Another Mortal Kombat Fatality Looming in Video Game Litigation?
Fresh from killing the ban on children’s access to violent video games in California, the legal team advocating First Amendment rights for the video industry may taste more blood with a fee motion to the United States Supreme Court. The motion seeks $1,144,602.64 from California, including $23,979 for conducting a moot court exercise. Brown v.

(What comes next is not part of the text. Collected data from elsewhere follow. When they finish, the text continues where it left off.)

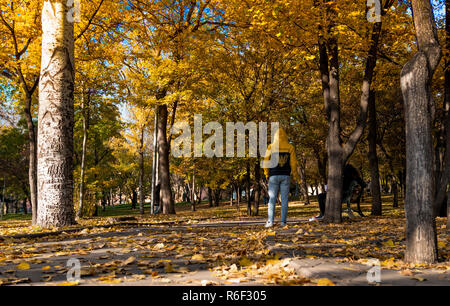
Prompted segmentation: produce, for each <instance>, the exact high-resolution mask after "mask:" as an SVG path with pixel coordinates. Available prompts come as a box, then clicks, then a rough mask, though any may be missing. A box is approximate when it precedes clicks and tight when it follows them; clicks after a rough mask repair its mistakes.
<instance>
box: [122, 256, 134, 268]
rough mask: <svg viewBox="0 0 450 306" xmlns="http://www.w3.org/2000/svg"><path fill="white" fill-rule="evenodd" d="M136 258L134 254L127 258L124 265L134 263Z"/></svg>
mask: <svg viewBox="0 0 450 306" xmlns="http://www.w3.org/2000/svg"><path fill="white" fill-rule="evenodd" d="M135 260H136V258H135V257H134V256H131V257H128V259H127V260H125V261H124V262H122V264H123V265H124V266H126V265H129V264H132V263H133V262H134V261H135Z"/></svg>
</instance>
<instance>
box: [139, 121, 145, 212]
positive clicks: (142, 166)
mask: <svg viewBox="0 0 450 306" xmlns="http://www.w3.org/2000/svg"><path fill="white" fill-rule="evenodd" d="M144 132H145V126H142V131H141V135H140V139H139V213H140V214H141V215H143V214H144V170H145V169H144Z"/></svg>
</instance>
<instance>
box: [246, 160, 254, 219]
mask: <svg viewBox="0 0 450 306" xmlns="http://www.w3.org/2000/svg"><path fill="white" fill-rule="evenodd" d="M250 184H251V181H250V163H249V162H248V161H247V174H246V192H245V193H246V195H247V215H248V216H251V215H252V199H251V197H250Z"/></svg>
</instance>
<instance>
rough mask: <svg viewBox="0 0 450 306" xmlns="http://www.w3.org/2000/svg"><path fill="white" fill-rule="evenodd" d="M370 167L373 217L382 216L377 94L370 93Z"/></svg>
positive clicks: (371, 193)
mask: <svg viewBox="0 0 450 306" xmlns="http://www.w3.org/2000/svg"><path fill="white" fill-rule="evenodd" d="M368 140H369V153H368V155H369V156H368V157H369V165H370V182H371V183H370V193H371V194H372V216H381V214H382V202H381V189H380V174H379V171H378V155H377V112H376V104H375V92H374V91H372V90H371V91H370V93H369V134H368Z"/></svg>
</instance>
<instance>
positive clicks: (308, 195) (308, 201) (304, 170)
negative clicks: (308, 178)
mask: <svg viewBox="0 0 450 306" xmlns="http://www.w3.org/2000/svg"><path fill="white" fill-rule="evenodd" d="M305 165H306V159H303V160H302V165H301V166H300V167H299V170H300V171H299V174H300V180H301V189H302V193H303V195H304V200H305V204H306V205H307V204H309V194H308V185H307V184H306V171H305V167H306V166H305Z"/></svg>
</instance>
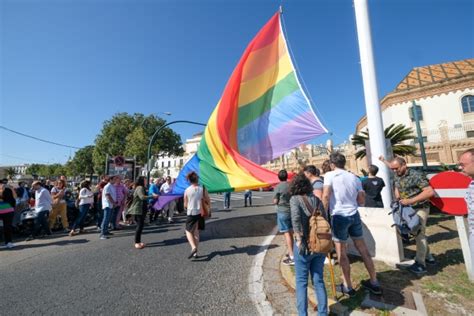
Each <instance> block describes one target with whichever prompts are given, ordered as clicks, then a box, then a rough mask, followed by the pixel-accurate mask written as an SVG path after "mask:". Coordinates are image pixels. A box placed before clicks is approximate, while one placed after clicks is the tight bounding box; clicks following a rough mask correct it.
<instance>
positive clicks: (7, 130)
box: [0, 125, 81, 149]
mask: <svg viewBox="0 0 474 316" xmlns="http://www.w3.org/2000/svg"><path fill="white" fill-rule="evenodd" d="M0 128H2V129H4V130H6V131H8V132H10V133H14V134H17V135H20V136H23V137H28V138H31V139H34V140H37V141H40V142H43V143H47V144H52V145H56V146H61V147H67V148H73V149H81V147H76V146H69V145H64V144H60V143H56V142H52V141H49V140H45V139H41V138H38V137H35V136H31V135H27V134H24V133H20V132H17V131H14V130H12V129H9V128H7V127H5V126H1V125H0Z"/></svg>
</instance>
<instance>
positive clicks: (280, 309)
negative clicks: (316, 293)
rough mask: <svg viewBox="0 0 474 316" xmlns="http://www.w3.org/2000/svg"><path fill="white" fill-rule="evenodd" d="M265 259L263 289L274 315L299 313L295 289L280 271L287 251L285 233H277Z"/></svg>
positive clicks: (267, 253)
mask: <svg viewBox="0 0 474 316" xmlns="http://www.w3.org/2000/svg"><path fill="white" fill-rule="evenodd" d="M272 244H275V245H278V246H277V247H274V248H269V249H268V251H267V254H266V256H265V259H264V261H263V290H264V292H265V294H266V295H267V300H268V301H269V302H270V304H271V305H272V308H273V313H274V315H297V314H298V312H297V311H296V297H295V292H294V290H293V289H292V288H291V287H289V286H288V285H287V283H286V281H285V279H284V278H283V276H282V274H281V271H280V261H281V259H282V257H283V256H284V255H285V253H286V246H285V240H284V237H283V235H276V236H275V238H274V239H273V241H272Z"/></svg>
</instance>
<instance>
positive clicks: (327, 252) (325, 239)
mask: <svg viewBox="0 0 474 316" xmlns="http://www.w3.org/2000/svg"><path fill="white" fill-rule="evenodd" d="M303 201H304V203H305V205H306V208H307V209H308V211H309V212H310V213H311V216H310V219H309V240H308V250H309V251H311V252H312V253H328V252H330V251H331V250H332V249H333V247H334V245H333V242H332V234H331V225H330V224H329V222H328V221H327V220H326V218H324V216H323V214H322V213H321V201H320V200H319V199H318V204H317V205H316V209H314V208H313V207H312V206H311V204H310V203H309V201H308V198H307V197H306V196H303Z"/></svg>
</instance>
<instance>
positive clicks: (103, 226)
mask: <svg viewBox="0 0 474 316" xmlns="http://www.w3.org/2000/svg"><path fill="white" fill-rule="evenodd" d="M112 211H113V209H111V208H110V207H106V208H104V218H103V220H102V225H101V226H100V234H101V235H102V236H104V235H107V234H108V233H109V223H110V216H112Z"/></svg>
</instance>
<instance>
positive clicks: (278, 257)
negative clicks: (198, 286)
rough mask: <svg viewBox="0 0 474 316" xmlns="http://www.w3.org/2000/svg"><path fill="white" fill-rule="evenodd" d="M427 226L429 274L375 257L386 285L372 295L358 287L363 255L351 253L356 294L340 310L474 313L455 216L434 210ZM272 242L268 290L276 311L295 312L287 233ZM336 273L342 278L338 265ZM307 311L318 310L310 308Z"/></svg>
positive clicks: (414, 249) (471, 313)
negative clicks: (360, 255) (410, 268)
mask: <svg viewBox="0 0 474 316" xmlns="http://www.w3.org/2000/svg"><path fill="white" fill-rule="evenodd" d="M427 231H428V236H429V242H430V248H431V250H432V253H433V255H434V256H435V259H436V261H437V263H436V265H435V266H428V267H427V269H428V273H427V274H426V275H424V276H422V277H417V276H414V275H413V274H411V273H409V272H407V271H402V270H399V269H395V268H394V267H392V266H388V265H386V264H384V263H383V262H380V261H374V264H375V268H376V271H377V274H378V277H379V280H380V281H381V284H382V287H383V290H384V295H382V296H378V297H377V296H374V295H368V293H367V292H366V291H365V290H364V289H362V288H361V287H360V284H359V282H360V280H363V279H367V278H368V275H367V272H366V269H365V267H364V264H363V262H362V261H361V260H360V258H358V257H354V256H351V257H350V260H351V274H352V275H353V279H354V281H355V282H354V284H355V288H356V292H357V294H356V296H355V297H352V298H348V297H339V302H340V303H341V304H343V305H344V306H346V307H347V309H346V312H342V314H345V315H348V314H350V315H367V313H369V314H371V315H373V314H377V315H379V314H380V315H382V314H383V315H405V316H406V315H466V316H467V315H474V307H473V306H474V305H473V304H474V303H473V302H474V301H473V298H474V287H473V286H472V283H471V282H469V280H468V278H467V275H466V270H465V266H464V263H463V258H462V253H461V250H460V246H459V239H458V236H457V231H456V226H455V223H454V219H453V218H452V217H448V216H445V215H443V214H433V215H431V216H430V218H429V220H428V227H427ZM272 244H274V245H276V246H277V247H273V248H269V249H268V251H267V253H266V256H265V259H264V263H263V267H262V268H263V280H264V284H263V288H264V291H265V295H266V297H267V300H268V301H269V302H270V304H271V305H272V308H273V311H274V314H275V315H296V314H297V312H296V297H295V292H294V289H293V287H294V269H293V267H288V266H285V265H282V264H281V261H282V259H283V257H284V255H285V253H286V245H285V242H284V238H283V236H282V235H277V236H276V237H275V238H274V239H273V241H272ZM414 254H415V245H412V244H410V245H407V246H405V256H406V257H410V256H413V255H414ZM328 270H329V269H327V266H326V268H325V281H326V287H327V289H328V298H331V296H332V293H331V290H330V285H329V284H330V280H329V273H328ZM335 278H336V280H339V278H340V269H339V267H338V266H337V265H336V266H335ZM339 282H340V281H339ZM336 283H337V282H336ZM311 291H312V290H311V289H310V290H309V299H310V304H313V307H314V303H315V302H314V293H312V292H311ZM311 300H313V303H311ZM329 304H331V303H329ZM310 306H311V305H310ZM308 312H310V313H311V314H314V312H313V311H312V308H311V307H310V308H309V310H308ZM332 312H333V313H334V312H335V311H334V310H332ZM339 314H340V313H339Z"/></svg>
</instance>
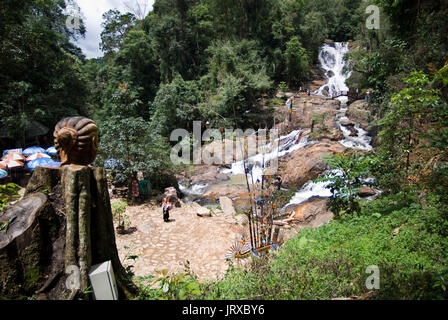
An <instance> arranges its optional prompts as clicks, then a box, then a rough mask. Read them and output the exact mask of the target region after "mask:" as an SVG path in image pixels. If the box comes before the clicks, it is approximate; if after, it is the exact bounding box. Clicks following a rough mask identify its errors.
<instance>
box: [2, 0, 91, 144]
mask: <svg viewBox="0 0 448 320" xmlns="http://www.w3.org/2000/svg"><path fill="white" fill-rule="evenodd" d="M0 9H1V11H0V16H2V17H5V20H2V22H1V23H0V32H1V46H0V69H1V70H2V75H1V77H0V101H1V102H0V105H1V108H0V113H1V116H2V123H4V127H3V128H2V129H3V130H4V131H5V132H6V136H9V137H11V138H13V140H14V141H17V142H18V143H19V144H21V145H24V144H25V138H26V135H25V129H26V125H27V124H28V123H29V122H30V120H33V121H38V122H41V123H44V124H46V125H47V126H48V127H49V128H51V127H52V126H54V124H56V122H57V121H59V120H60V118H61V117H64V116H69V115H77V114H84V113H85V112H86V110H85V104H86V103H85V102H86V98H87V94H88V91H87V88H86V85H85V81H84V76H83V74H82V68H81V66H82V59H83V57H82V56H81V55H79V50H75V47H74V46H73V45H72V44H71V43H70V39H73V38H74V37H75V36H80V35H82V33H83V30H85V29H83V28H84V27H83V24H82V21H80V23H81V24H80V29H79V30H72V29H69V28H68V27H67V25H66V23H65V21H66V18H67V15H66V14H64V9H65V2H64V1H57V0H51V1H44V2H42V1H25V2H24V3H23V7H22V6H16V5H14V4H12V3H10V2H9V1H6V2H2V5H1V6H0ZM4 10H11V11H9V12H7V13H8V14H6V11H4Z"/></svg>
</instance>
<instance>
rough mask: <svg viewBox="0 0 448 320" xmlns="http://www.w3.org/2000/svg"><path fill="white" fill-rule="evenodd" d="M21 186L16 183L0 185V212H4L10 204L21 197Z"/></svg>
mask: <svg viewBox="0 0 448 320" xmlns="http://www.w3.org/2000/svg"><path fill="white" fill-rule="evenodd" d="M19 189H20V186H19V185H17V184H15V183H8V184H1V185H0V212H2V211H4V210H5V208H6V207H7V205H8V203H9V202H11V201H13V200H16V199H17V198H18V197H19V193H18V192H17V191H18V190H19Z"/></svg>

Entertainment Merchants Association, et al., No. 08-1448 (2011).
This rare request for Supreme Court fees in a civil rights case is the subject of Lyle Denniston’s post on SCOTUSblog on July 25, 2011. A copy of the motion may be read by clicking here.
The request for fees is brought under the civil rights statute, 42 USC section 1988. On June 27, 2011, in a writ proceeding, the Supreme Court affirmed the 9th Circuit ruling liquidating the ban, presumably making the video industry writ respondents the prevailing parties.
The video industry advocates have already obtained stipulated agreements for $276,000 plus interest in the District Court, and for $94,000 in the 9th Circuit Court of Appeals.
Lyle Denniston points out, “[t]he motion cites no Supreme Court ruling directly ordering a fee shift in a case before the Justices.” But the civil rights laws do allow for fee shifting to the prevailing party, and the Supreme Court could order a fee shift or pass the buck to the 9th Circuit or the District Court.
HAT TIP to Carter C. White, Supervising Attorney, King Hall Civil Rights Clinic, UC Davis, for bringing to our attention Lyle Denniston’s article about the case in SCOTUSblog.